[Winpcap-users] Retireving MAC Address

Guy Harris guy at alum.mit.edu
Sun Jan 8 01:29:48 GMT 2006


Loris Degioanni wrote:

> Interface type or DLT_ value: the Interface Description Block has a 
> LinkType field, which is still marked as "todo" in the specs, but that 
> is actually meant to contain the DLT of the interface. As far as I know, 
> in fact, ntar is using DLTs for the linktype. Gianluca, do you confirm?

In a capture file, an interface will presumably be supplying packets 
with a particular link-layer type (even with the "any" device on Linux), 
so LinkType is sufficient.

In a list of interfaces, however, a given interface might support more 
than one link-layer type (e.g., an 802.11 interface on various BSDs 
would offer DLT_EN10MB for the benefit of applications that don't know 
about 802.11 or radio headers, DLT_IEEE802_11 for apps that do know 
about 802.11 headers, and DLT_IEEE802_11_RADIO for apps that care about 
the radio information).

If we have a pcap_findalldevs() replacement, I'd have it supply an 
attribute-value list for interfaces, as that would mean we could add new 
attributes without changing the API or ABI, and would mean that if some 
attribute is unavailable for an interface, we indicate that by omitting 
it from the attribute-value list).

For that, we should probably use the same values to identify attributes 
in that list as we use in the pcap-ng Interface Description Block.

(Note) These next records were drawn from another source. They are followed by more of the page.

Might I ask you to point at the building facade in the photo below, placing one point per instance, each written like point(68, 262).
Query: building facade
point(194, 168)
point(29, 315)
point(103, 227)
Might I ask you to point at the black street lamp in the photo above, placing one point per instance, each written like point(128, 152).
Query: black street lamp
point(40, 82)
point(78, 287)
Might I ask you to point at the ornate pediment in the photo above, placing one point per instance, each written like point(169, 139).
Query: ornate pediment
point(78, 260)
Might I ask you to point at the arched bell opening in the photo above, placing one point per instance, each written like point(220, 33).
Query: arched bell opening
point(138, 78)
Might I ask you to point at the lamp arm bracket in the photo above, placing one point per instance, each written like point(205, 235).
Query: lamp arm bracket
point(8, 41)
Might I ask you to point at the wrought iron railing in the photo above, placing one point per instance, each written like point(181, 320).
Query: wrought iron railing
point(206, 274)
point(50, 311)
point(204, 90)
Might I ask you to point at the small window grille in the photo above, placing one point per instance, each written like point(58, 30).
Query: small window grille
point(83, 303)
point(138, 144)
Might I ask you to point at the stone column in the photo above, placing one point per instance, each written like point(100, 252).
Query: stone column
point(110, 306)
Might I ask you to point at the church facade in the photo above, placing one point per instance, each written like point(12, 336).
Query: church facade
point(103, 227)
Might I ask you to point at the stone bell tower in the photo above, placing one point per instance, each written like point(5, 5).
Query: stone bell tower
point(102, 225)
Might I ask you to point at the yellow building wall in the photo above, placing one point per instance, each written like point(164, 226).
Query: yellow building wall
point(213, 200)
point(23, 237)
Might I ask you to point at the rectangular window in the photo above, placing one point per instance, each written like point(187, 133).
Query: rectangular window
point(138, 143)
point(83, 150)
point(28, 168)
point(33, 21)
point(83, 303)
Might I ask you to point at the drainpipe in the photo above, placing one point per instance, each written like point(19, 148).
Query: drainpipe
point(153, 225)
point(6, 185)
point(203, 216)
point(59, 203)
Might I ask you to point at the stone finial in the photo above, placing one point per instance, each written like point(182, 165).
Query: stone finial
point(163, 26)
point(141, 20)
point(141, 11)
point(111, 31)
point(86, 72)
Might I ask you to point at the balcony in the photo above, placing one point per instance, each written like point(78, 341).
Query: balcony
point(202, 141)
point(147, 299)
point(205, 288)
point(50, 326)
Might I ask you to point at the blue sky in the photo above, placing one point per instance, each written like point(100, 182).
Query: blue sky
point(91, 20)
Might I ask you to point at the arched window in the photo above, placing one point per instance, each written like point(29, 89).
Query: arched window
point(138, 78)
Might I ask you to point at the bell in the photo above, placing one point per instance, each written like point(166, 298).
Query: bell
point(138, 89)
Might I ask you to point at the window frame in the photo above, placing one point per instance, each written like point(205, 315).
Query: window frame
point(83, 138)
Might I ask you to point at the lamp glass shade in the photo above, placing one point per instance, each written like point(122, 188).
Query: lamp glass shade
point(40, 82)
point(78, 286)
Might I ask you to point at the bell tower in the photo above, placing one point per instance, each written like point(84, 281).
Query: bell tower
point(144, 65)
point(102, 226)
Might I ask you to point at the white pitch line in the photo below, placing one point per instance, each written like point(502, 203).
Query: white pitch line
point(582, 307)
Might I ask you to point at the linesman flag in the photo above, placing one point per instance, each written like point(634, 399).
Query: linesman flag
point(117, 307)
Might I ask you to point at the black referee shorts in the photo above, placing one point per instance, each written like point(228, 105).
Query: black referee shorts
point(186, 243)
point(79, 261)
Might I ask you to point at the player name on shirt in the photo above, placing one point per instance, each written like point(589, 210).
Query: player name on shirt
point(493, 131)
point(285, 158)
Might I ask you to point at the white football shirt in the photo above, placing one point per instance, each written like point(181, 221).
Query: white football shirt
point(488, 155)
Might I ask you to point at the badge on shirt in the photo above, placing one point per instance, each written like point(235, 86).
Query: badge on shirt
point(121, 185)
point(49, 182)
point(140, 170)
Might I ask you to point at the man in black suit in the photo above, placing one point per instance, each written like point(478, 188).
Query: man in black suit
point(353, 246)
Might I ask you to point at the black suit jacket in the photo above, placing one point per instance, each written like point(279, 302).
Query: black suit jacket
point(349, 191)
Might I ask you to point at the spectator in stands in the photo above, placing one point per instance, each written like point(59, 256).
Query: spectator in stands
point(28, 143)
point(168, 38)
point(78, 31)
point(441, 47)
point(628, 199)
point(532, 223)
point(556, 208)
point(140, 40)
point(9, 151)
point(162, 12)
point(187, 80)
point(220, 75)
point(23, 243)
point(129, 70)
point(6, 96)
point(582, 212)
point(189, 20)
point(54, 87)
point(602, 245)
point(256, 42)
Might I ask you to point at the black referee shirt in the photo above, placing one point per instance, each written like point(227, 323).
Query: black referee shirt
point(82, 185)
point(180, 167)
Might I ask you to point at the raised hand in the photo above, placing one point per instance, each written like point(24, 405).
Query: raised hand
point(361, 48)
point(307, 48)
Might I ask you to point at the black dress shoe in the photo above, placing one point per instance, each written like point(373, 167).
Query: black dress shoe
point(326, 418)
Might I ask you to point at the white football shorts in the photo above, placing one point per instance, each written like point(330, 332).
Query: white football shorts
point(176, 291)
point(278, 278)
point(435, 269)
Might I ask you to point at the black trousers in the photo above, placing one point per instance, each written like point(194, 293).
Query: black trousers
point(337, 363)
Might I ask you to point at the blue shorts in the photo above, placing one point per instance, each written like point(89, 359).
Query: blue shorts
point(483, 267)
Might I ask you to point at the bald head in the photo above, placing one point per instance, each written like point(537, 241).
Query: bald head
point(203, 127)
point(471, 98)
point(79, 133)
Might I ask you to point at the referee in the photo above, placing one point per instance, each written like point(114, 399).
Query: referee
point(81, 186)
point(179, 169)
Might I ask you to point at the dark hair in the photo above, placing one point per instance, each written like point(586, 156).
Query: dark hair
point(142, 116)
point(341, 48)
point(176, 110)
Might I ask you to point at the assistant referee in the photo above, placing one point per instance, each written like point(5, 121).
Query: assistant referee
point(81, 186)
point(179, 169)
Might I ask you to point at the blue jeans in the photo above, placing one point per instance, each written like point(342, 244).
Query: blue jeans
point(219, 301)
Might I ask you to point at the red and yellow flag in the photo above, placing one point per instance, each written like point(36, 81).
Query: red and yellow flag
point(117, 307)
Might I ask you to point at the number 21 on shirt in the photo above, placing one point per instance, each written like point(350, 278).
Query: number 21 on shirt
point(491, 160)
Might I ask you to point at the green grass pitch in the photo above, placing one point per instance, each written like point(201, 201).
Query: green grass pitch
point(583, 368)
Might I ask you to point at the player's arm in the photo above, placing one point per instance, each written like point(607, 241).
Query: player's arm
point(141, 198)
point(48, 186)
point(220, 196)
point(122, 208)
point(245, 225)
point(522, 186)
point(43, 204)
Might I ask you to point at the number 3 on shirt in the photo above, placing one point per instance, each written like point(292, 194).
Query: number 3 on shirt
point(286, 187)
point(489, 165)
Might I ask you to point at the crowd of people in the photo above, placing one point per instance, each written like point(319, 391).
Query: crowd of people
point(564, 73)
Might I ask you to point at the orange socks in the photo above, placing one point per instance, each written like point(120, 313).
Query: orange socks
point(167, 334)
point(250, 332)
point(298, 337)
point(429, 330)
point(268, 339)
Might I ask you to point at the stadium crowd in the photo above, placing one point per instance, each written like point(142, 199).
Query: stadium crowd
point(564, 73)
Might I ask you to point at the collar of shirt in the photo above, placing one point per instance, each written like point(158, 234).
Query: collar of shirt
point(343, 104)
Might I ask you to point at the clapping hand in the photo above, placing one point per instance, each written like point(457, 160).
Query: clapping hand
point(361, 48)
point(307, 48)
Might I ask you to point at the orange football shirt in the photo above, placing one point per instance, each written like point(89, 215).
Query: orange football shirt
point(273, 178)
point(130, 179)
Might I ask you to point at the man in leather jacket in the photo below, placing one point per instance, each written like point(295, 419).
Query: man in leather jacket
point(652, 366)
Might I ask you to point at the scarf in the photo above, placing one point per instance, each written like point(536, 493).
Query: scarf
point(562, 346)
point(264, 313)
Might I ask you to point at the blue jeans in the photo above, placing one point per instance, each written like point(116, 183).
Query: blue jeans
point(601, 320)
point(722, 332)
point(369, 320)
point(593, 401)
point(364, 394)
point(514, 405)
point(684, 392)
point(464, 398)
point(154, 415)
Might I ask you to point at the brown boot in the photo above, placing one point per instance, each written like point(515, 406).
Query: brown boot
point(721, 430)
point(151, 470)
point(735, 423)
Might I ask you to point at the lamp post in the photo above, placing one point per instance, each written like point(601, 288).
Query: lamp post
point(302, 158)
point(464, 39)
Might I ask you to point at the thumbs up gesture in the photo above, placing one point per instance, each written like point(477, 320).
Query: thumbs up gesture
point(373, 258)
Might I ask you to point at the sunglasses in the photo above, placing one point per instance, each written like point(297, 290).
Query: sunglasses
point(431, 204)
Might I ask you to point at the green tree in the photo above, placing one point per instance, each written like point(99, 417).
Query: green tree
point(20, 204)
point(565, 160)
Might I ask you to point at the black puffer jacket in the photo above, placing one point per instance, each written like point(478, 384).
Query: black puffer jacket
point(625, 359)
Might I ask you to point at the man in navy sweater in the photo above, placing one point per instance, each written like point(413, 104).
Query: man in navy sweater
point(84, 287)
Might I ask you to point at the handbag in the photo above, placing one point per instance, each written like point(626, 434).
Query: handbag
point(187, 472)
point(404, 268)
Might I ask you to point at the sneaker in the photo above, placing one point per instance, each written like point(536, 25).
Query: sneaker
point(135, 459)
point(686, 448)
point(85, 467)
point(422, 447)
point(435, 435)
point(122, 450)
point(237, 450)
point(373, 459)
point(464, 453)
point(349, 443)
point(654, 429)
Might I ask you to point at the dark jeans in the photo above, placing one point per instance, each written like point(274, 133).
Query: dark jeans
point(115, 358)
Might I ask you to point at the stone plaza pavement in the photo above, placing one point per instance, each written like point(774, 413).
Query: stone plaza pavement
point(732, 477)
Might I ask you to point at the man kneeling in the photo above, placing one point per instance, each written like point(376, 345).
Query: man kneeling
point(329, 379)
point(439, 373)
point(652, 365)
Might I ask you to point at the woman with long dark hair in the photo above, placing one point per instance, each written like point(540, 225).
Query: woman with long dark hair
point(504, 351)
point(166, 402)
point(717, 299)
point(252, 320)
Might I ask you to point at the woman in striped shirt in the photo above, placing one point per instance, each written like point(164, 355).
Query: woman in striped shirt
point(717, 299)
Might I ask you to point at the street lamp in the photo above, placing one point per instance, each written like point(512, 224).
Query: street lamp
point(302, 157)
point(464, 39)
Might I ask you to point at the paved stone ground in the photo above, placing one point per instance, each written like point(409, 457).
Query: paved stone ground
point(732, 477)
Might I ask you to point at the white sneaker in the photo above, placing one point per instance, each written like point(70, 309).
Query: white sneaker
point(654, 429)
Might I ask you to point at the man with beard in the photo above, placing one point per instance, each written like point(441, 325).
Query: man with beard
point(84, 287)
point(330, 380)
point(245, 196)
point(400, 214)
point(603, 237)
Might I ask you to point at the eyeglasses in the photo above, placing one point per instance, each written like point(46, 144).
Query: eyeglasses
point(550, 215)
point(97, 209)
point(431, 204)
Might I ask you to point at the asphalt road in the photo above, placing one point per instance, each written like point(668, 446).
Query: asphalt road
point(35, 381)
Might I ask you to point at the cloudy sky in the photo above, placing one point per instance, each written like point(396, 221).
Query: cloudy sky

Given that, we should probably define one for DLT_ values, even if we 
don't bother putting it into all pcap-ng files (although if we get the 
atributes for the Interface Description Block from a pcap_findalldevs() 
replacement, or from a "get the attributes for a particular interface" 
API, we'd get the list of DLT_ values, and we might as well just include 
them, even if they aren't useful).

> Flags: we can definitely make this addition to the specification and to 
> ntar.

The flags I'd include would be

	PCAP_IF_LOOPBACK (because we already have it)

	PCAP_IF_IPCSUMOFFLOAD (or something such as that, to indicate that it 
does IPv4 checksum offloading)

	PCAP_IF_TCPCSUMOFFLOAD (or something such as that, to indicate that it 
does TCP checksum offloading)

	PCAP_IF_UDPCSUMOFFLOAD (or something such as that, to indicate that it 
does UDP checksum offloading)

The names are negotiable for the checksum offloading flags, because 
those names are both a bit long and a bit ugly.

> With the additional problem that in Windows in some cases there's the 
> ambiguity between real link layer and "fake ethernet link layer" 
> introduced by the OS or the NIC driver. Sometimes it's quite difficult 
> to tell what was originally ethernet and what wasn't.

If there's no way to *reliably* determine, on some particular version of 
Windows, the SNMP interface type for an adapter in Windows, WinPcap 
probably shouldn't supply it.  (There *are* SNMP agents on Windows, but 
I don't know if they reliably supply that information, or if they use 
undocumented or otherwise unsupported interfaces to get it.)